When I lived in Los Angeles winter preparedness meant turning on the pool heater. Here in Wisconsin, come Halloween, my pops puts a shovel, blankets, snowmobile suit, heavy rubber boots, and a roll of duct tape into the back of his Suburban. He is either the most winterized person in the Midwest, or a conscientious serial killer.
When I was 12 years old we moved into the first home we owned, in Delafield, at the top of a ski hill called Little Swiss Valle. My folks discussed the possibility that skiing might be my sport. Thanks to my grandma’s succulent Czech butter cookies, I lacked the body for ballet, swimming, tennis, roller or ice-skating.
We already had a closet crammed with pink tulle, a tennis racket, skates and swim fins, so it seemed prudent to rent ski equipment. When I arrived for my lesson, I was wearing four pairs of long underwear, three sweaters, five pairs of socks and a snowsuit that barely zipped due to the extra layers (and grandma’s butter cookies). I looked like a Usinger’s sausage.
A busload of children from the Holy Assumption Blind School disembarked in the parking lot and were escorted to the rental hut where they were fitted for boots, skis and poles.
My lesson consisted of sidestepping part way up the bunny hill, then snowplowing a few feet to the bottom. I watched other kids take the towrope to the top, pivot, and shoosh shoosh shoosh elegantly down the hill. I wanted that.
I trudged to the towrope, clutched the rough hemp between my woolly mitts, and was jerked a few feet up the hill, ultimately unable to hang on thanks to a lack of upper body strength. The mittens were torn off my hands.

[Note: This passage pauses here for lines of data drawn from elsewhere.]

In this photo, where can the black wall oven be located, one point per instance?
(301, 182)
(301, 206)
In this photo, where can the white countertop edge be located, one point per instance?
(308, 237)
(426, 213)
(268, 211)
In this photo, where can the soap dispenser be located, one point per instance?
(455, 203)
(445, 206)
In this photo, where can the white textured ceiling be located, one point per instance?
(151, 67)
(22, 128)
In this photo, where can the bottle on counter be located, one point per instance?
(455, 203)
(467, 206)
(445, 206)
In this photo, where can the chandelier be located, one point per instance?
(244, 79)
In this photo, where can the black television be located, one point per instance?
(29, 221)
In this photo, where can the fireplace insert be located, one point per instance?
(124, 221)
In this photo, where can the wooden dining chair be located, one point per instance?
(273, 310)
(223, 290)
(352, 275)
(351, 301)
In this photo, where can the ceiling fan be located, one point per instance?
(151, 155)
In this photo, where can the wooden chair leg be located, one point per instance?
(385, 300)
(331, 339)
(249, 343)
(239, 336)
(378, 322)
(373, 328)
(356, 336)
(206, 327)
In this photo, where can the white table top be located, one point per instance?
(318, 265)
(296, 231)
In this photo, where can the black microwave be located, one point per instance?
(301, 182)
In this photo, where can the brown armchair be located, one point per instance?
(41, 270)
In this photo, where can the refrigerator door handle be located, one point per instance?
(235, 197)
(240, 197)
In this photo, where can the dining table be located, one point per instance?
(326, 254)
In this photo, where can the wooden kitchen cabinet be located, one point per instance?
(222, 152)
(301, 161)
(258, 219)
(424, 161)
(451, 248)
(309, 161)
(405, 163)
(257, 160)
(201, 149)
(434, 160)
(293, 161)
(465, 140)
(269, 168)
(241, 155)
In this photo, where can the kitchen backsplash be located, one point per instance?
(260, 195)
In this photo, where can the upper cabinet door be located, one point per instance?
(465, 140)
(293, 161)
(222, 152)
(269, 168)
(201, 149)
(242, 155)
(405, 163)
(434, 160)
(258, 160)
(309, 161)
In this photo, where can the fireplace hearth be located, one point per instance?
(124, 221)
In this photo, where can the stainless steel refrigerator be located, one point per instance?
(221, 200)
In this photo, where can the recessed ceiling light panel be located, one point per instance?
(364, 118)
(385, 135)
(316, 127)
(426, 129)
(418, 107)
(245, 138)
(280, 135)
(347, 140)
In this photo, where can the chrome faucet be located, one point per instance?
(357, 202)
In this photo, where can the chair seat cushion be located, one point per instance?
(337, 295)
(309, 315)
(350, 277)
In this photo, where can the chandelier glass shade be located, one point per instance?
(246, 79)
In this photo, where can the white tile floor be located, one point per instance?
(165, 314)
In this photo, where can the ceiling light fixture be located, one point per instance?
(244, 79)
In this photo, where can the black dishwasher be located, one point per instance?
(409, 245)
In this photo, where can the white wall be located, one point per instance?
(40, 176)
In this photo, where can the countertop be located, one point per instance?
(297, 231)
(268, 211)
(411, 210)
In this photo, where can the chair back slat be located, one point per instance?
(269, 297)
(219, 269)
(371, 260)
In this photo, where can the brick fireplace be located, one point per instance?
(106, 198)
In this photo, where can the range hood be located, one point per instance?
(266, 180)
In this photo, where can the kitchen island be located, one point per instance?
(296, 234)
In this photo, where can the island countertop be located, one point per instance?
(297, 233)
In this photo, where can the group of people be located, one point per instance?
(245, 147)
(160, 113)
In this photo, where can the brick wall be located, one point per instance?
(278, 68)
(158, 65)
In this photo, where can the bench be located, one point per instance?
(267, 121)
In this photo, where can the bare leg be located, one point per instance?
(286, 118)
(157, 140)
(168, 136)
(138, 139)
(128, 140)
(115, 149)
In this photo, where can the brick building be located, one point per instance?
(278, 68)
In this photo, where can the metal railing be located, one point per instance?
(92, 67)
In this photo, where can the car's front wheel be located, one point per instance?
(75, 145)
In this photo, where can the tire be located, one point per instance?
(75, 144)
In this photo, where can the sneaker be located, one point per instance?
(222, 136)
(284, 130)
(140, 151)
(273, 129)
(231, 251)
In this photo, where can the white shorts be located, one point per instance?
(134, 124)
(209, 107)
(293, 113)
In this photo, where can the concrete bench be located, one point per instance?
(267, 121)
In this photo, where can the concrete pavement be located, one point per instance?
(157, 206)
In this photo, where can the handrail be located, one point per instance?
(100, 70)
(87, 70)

Stuck to the course fibers, they passed through an enormous cog at the top of the hill before returning to the start, where my dad plucked them off the rope.
I watched the blind children take their lessons on the bunny hill while my dad went to the Suburban for a roll of duct tape, which he used to secure the mittens to my wrists. He reasoned the plan would work as long as my arms weren’t ripped from their sockets.
Taped up, I gripped the cable tightly, and hung on for dear life. About two thirds of the way up I realized my mitts were stuck to the hemp. I watched helplessly as the huge cog at the top chomped the rope in its giant teeth, pulling me toward its giant maw.
I furiously wiggled my hands, trying to free them from the mittens, but thanks to the duct tape they were snug around my wrists. Only a few feet from the grinding colossus, I finally jerked my hands out of the mittens. Time stood still (as did I) for a nanosecond. Then I began to slide backwards.
Quickly gaining speed and momentum. I hurtled down the hill, picking off blind children who had taken the towrope behind me. They never saw me coming. One by one, down they went.
At the bottom of the hill my dad yanked my feet out of the ski boots while they were still clamped to the skis. I ran to the truck in my socks while my dad hurled the skis, boots and poles into the rental hut. We sped off as a team of instructors, teachers, and bystanders rushed to help the children scattered in the snow.
At dinner that night it was decided I should try piano lessons.